In a robotic procedure, the surgeon uses a console to control instruments that are inserted through centimeters-long incisions.

“The robotic arms go in, and we have incredible high-definition cameras inside the chest. The surgeon is working the instruments like he’s using the joystick of a $1.5-million video game,” Blaber says. “The ability of the instrument to articulate is better than our fingers. Even the best surgeon’s hand might have a shake, but the robot doesn’t even tremble.”

Other common heart issues are being resolved through minimally invasive procedures at Cooper University Health Care, which now offers transcutaneous aortic valve replacement (TAVR) under conscious sedation.
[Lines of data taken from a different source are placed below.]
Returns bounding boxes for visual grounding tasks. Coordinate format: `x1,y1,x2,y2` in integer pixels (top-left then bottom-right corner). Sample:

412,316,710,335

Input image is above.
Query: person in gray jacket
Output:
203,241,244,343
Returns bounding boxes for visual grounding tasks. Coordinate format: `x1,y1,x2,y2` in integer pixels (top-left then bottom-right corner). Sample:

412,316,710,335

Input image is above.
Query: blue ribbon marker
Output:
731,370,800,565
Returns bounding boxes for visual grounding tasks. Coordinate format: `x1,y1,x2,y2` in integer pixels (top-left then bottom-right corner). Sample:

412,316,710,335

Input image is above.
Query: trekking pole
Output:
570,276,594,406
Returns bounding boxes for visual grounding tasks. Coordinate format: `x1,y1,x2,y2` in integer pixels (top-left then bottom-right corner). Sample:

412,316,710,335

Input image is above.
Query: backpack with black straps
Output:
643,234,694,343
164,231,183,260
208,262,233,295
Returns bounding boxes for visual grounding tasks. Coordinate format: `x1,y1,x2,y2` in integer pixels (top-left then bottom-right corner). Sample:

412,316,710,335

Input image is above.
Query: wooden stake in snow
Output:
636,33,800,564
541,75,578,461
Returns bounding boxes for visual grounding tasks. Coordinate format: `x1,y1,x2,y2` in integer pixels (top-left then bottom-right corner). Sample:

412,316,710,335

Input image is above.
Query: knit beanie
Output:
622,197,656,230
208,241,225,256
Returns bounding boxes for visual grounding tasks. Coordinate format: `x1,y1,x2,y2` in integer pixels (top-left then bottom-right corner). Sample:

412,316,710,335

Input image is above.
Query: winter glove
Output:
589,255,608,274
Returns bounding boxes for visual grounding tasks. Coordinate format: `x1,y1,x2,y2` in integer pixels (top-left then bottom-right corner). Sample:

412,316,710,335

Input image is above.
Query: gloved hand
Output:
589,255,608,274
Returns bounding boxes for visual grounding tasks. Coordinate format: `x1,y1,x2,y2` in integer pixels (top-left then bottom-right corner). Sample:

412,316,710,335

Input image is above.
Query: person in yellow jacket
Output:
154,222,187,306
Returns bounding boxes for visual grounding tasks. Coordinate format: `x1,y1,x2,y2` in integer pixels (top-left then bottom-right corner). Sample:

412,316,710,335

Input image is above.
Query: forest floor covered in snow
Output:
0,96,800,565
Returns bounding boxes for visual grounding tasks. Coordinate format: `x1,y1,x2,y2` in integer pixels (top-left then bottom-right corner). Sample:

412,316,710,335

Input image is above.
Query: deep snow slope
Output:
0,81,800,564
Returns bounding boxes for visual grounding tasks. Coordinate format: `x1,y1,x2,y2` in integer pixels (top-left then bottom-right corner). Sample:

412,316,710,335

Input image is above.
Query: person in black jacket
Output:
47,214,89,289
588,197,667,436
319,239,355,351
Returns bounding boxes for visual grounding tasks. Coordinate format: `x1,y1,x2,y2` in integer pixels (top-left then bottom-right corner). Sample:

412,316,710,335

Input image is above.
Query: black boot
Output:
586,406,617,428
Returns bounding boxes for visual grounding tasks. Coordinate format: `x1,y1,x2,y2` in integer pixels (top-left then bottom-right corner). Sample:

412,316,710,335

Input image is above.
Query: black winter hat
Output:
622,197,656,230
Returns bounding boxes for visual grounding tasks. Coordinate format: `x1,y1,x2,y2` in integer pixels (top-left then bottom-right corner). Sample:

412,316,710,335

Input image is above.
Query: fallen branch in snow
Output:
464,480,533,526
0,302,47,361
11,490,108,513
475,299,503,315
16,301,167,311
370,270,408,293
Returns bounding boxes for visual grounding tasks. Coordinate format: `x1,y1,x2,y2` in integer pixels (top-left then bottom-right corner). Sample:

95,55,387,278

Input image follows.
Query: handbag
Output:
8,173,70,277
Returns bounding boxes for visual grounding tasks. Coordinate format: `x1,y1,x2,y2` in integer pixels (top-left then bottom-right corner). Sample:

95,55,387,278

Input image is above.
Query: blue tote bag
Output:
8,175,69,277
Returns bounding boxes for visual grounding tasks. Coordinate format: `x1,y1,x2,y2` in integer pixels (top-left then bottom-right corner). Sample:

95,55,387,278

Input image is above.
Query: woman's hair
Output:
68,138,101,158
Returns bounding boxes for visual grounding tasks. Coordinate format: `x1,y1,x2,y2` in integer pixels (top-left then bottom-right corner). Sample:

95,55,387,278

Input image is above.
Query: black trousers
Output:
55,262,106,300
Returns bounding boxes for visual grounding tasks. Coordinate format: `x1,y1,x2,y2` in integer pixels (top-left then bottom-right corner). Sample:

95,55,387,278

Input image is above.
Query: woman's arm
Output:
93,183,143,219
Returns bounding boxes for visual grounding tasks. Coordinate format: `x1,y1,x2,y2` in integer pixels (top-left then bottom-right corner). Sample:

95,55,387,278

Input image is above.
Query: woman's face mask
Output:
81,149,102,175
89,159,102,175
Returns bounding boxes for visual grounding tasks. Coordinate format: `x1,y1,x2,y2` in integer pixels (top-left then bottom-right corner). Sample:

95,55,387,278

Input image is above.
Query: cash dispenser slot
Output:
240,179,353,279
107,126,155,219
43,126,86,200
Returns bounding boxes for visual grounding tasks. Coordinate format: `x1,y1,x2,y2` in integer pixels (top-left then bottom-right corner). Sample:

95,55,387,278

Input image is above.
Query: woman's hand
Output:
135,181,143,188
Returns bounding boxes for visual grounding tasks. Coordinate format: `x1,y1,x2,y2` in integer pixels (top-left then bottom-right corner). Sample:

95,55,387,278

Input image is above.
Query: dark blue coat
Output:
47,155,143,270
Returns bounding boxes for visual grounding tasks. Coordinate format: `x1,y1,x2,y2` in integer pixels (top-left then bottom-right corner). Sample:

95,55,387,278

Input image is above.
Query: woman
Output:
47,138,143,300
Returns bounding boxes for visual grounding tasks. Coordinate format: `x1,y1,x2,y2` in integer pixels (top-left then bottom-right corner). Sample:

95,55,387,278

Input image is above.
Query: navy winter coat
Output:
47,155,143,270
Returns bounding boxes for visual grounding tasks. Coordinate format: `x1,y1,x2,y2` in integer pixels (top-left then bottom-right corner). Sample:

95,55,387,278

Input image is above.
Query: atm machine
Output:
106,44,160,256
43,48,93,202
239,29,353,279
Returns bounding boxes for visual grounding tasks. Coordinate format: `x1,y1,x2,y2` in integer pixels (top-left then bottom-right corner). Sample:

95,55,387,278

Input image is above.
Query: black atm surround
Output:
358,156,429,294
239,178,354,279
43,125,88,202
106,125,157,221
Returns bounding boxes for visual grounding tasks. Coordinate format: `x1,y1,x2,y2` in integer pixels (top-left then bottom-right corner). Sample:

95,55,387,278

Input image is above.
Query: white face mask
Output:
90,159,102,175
“We started doing this procedure a few years ago with high-risk patients or inoperable people,” says Janah Aji, MD, director of the Cooper Cardiac Catheterization Lab. “The nature of the procedure is far less invasive than open-heart surgery.”

With conscious sedation, the patient is given a mild sedative to reduce discomfort, but remains awake and able to communicate with physicians.

“With sicker people, if you avoid anesthesia and intubation, they do better,” Aji says. “The patient is awake the whole time and is sitting up a few hours later.”

The TAVR procedure is also performed on lower-risk patients under general anesthesia. The method of aortic valve replacement involves inserting a catheter into the femoral artery through the groin and threading it up to the heart. A bovine valve is inserted to replace the damaged aortic valve.

“That’s where the ingenious engineering comes in,” Aji says. “The tissue of the bovine valve is collapsed in a way that makes it so small you can use the catheter to thread it through the artery. There’s been so much progress because these things are getting smaller and easier to use. The first catheter we used for TAVR was about the width of a nickel. The one we use today is about the thickness of a piece of spaghetti.”

Andrew Josephson expects to see medical technology evolve in leaps and bounds as he finishes school and moves into the medical profession.

“The rate of technological advancement is increasing exponentially,” he says. “There are a lot more people doing a lot more things with technology, and that’s only going to pick up. Things will be easier to see, easier to detect and easier to treat. The technology is out there.”